Potemkin Understanding in Large Language Models
This addresses a critical issue for AI researchers and practitioners by revealing that standard benchmarks may not reliably assess true understanding in LLMs, potentially leading to overestimation of capabilities.
The paper tackles the problem of evaluating large language models (LLMs) using benchmarks, showing that success on these benchmarks often reflects 'potemkin understanding'—an illusion of understanding due to answers that don't align with human interpretations. They find that such failures are ubiquitous across models, tasks, and domains, indicating deeper internal incoherence in concept representations.

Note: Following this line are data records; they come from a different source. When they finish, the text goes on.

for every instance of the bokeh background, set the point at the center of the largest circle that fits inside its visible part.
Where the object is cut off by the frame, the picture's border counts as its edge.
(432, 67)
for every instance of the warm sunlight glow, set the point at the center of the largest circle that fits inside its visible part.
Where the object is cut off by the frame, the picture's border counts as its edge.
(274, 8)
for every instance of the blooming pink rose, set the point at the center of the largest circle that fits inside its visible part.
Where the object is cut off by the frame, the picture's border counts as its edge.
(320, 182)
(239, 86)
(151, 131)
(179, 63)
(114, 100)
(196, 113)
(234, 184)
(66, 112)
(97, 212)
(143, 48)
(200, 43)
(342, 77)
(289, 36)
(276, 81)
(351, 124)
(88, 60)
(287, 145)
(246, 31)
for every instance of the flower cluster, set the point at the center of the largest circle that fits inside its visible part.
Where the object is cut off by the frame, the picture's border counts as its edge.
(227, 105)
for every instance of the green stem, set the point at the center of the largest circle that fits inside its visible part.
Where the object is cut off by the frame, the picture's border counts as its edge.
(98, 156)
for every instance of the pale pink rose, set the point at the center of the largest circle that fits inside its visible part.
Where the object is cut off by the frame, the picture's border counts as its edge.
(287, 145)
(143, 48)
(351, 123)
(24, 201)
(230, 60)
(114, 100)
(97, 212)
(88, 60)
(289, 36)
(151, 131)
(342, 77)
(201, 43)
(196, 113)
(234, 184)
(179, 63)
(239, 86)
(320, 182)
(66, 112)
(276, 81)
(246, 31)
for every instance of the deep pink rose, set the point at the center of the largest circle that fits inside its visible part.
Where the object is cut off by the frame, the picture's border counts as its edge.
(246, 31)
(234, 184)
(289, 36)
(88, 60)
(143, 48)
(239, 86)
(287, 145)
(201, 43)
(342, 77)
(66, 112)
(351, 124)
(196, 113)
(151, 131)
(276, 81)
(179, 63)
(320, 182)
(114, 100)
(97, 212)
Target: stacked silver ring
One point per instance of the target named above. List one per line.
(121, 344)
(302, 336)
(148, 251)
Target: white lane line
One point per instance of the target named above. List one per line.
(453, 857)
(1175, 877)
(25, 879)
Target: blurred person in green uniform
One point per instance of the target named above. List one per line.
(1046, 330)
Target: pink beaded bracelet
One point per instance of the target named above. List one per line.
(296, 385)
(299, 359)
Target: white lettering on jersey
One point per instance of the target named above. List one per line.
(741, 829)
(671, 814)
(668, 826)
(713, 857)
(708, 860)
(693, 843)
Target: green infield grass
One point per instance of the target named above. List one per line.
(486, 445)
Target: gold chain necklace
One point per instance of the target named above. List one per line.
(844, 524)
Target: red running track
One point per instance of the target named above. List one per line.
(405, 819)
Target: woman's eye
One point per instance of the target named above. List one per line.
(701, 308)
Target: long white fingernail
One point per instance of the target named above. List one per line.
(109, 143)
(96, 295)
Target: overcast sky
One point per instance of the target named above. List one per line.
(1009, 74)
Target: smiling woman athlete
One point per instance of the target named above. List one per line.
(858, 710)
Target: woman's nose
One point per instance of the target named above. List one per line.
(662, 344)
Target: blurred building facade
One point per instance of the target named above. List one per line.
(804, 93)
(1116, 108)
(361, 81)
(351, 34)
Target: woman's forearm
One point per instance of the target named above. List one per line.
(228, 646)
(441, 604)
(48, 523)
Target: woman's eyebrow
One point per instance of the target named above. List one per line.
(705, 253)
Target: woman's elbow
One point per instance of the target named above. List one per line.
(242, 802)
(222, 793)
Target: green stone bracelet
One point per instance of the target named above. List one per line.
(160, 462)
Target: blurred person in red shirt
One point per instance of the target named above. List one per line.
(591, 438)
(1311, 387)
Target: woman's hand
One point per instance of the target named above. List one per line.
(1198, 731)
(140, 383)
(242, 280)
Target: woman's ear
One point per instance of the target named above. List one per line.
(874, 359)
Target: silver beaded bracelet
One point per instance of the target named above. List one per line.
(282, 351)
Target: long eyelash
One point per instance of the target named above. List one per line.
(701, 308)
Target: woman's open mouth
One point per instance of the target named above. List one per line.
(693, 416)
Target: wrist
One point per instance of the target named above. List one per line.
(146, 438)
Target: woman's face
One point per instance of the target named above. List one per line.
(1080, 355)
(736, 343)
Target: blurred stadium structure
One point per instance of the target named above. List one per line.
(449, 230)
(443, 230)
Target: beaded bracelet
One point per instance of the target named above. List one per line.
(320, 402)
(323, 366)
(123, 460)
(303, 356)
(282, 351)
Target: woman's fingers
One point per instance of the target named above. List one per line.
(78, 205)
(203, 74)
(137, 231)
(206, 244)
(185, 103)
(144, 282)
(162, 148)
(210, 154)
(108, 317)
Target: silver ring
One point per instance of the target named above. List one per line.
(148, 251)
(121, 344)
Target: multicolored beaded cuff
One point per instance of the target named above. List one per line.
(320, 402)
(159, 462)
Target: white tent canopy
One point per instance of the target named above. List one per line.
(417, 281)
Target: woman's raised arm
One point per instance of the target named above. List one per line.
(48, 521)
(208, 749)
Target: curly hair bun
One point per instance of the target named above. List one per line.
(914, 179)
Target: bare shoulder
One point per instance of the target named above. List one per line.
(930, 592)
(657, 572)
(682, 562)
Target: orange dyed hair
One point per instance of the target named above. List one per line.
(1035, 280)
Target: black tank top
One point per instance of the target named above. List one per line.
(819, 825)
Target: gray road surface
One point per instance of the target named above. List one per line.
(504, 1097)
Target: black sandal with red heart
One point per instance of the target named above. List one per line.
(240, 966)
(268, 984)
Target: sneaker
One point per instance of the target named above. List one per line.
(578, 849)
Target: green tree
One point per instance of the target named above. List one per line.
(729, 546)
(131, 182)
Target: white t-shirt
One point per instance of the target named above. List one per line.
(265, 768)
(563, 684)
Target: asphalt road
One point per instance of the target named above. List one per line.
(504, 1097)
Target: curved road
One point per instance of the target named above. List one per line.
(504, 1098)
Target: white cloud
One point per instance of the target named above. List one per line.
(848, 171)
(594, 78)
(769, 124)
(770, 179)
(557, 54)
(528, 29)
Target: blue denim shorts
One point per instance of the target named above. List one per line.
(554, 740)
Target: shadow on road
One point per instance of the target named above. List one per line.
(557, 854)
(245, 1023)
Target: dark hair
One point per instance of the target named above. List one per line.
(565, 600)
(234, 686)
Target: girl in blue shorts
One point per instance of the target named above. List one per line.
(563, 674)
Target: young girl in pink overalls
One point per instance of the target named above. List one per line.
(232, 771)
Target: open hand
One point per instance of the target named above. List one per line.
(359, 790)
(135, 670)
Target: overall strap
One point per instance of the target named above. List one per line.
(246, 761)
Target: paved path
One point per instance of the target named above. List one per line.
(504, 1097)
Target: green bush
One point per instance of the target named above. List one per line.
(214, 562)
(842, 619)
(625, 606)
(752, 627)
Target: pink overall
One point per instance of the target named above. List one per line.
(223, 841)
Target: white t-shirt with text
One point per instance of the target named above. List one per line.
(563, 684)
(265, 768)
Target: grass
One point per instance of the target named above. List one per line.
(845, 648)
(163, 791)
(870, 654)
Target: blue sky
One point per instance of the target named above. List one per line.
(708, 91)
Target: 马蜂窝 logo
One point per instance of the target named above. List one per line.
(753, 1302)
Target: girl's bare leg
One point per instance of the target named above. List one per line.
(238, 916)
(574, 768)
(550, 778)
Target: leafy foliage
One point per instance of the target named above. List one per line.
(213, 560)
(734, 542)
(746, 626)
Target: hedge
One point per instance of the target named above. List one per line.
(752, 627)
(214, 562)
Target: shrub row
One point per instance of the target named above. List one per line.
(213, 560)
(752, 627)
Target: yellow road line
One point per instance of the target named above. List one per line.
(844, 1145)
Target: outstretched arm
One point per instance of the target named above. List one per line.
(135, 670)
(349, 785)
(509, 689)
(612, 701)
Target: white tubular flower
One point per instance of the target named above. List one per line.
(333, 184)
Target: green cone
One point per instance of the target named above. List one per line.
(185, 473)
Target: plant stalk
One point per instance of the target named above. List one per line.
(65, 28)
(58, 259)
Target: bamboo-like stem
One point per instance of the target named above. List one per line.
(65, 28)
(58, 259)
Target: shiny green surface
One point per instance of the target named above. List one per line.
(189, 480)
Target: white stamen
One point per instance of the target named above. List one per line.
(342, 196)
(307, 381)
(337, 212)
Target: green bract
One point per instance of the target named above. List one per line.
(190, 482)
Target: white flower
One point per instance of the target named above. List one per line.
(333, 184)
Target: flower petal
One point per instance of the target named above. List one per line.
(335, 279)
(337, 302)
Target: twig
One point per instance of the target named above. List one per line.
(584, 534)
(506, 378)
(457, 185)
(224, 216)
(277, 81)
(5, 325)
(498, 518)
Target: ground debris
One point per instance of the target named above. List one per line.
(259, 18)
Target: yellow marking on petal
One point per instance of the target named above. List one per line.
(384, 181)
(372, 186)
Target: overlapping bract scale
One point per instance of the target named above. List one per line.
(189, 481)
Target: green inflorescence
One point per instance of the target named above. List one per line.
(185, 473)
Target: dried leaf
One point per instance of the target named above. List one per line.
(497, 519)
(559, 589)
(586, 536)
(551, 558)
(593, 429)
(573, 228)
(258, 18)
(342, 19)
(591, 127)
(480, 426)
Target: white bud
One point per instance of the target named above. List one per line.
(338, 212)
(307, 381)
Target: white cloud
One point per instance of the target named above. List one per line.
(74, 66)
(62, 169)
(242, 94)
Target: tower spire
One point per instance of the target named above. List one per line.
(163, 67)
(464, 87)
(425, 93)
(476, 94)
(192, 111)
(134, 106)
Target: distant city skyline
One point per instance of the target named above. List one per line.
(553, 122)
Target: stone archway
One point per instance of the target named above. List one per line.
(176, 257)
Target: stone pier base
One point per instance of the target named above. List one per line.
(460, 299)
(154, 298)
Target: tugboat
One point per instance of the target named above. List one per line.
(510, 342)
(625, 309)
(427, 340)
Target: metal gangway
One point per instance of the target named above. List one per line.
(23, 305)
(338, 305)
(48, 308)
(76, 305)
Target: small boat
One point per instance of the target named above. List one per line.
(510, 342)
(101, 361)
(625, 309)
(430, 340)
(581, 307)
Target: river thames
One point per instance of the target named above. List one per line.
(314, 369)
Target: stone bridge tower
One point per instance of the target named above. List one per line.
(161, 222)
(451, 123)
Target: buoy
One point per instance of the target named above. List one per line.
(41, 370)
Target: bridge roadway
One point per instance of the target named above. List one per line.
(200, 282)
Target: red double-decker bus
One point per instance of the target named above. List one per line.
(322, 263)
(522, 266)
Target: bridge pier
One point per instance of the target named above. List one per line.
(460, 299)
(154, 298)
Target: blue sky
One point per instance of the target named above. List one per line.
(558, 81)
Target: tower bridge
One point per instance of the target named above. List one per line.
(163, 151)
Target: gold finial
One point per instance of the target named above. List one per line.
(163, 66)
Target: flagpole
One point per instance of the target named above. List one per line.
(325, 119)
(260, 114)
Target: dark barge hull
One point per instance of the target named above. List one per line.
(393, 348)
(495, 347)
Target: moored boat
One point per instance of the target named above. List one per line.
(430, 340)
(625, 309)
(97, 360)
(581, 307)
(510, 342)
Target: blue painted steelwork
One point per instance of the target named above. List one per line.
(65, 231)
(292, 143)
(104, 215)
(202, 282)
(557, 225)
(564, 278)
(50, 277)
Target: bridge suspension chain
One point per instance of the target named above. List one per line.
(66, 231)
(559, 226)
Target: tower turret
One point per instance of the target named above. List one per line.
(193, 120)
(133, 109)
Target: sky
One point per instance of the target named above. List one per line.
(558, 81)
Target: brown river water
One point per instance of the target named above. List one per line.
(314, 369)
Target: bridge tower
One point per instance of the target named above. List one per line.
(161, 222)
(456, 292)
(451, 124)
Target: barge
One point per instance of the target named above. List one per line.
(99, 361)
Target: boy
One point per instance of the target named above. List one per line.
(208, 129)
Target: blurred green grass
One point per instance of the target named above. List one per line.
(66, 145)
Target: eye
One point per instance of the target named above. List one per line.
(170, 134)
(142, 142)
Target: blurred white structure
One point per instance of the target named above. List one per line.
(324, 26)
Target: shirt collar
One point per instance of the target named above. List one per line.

Large language models (LLMs) are regularly evaluated using benchmark datasets. But what justifies making inferences about an LLM's capabilities based on its answers to a curated set of questions? This paper first introduces a formal framework to address this question. The key is to note that the benchmarks used to test LLMs -- such as AP exams -- are also those used to test people. However, this raises an implication: these benchmarks are only valid tests if LLMs misunderstand concepts in ways that mirror human misunderstandings. Otherwise, success on benchmarks only demonstrates potemkin understanding: the illusion of understanding driven by answers irreconcilable with how any human would interpret a concept. We present two procedures for quantifying the existence of potemkins: one using a specially designed benchmark in three domains, the other using a general procedure that provides a lower-bound on their prevalence. We find that potemkins are ubiquitous across models, tasks, and domains. We also find that these failures reflect not just incorrect understanding, but deeper internal incoherence in concept representations.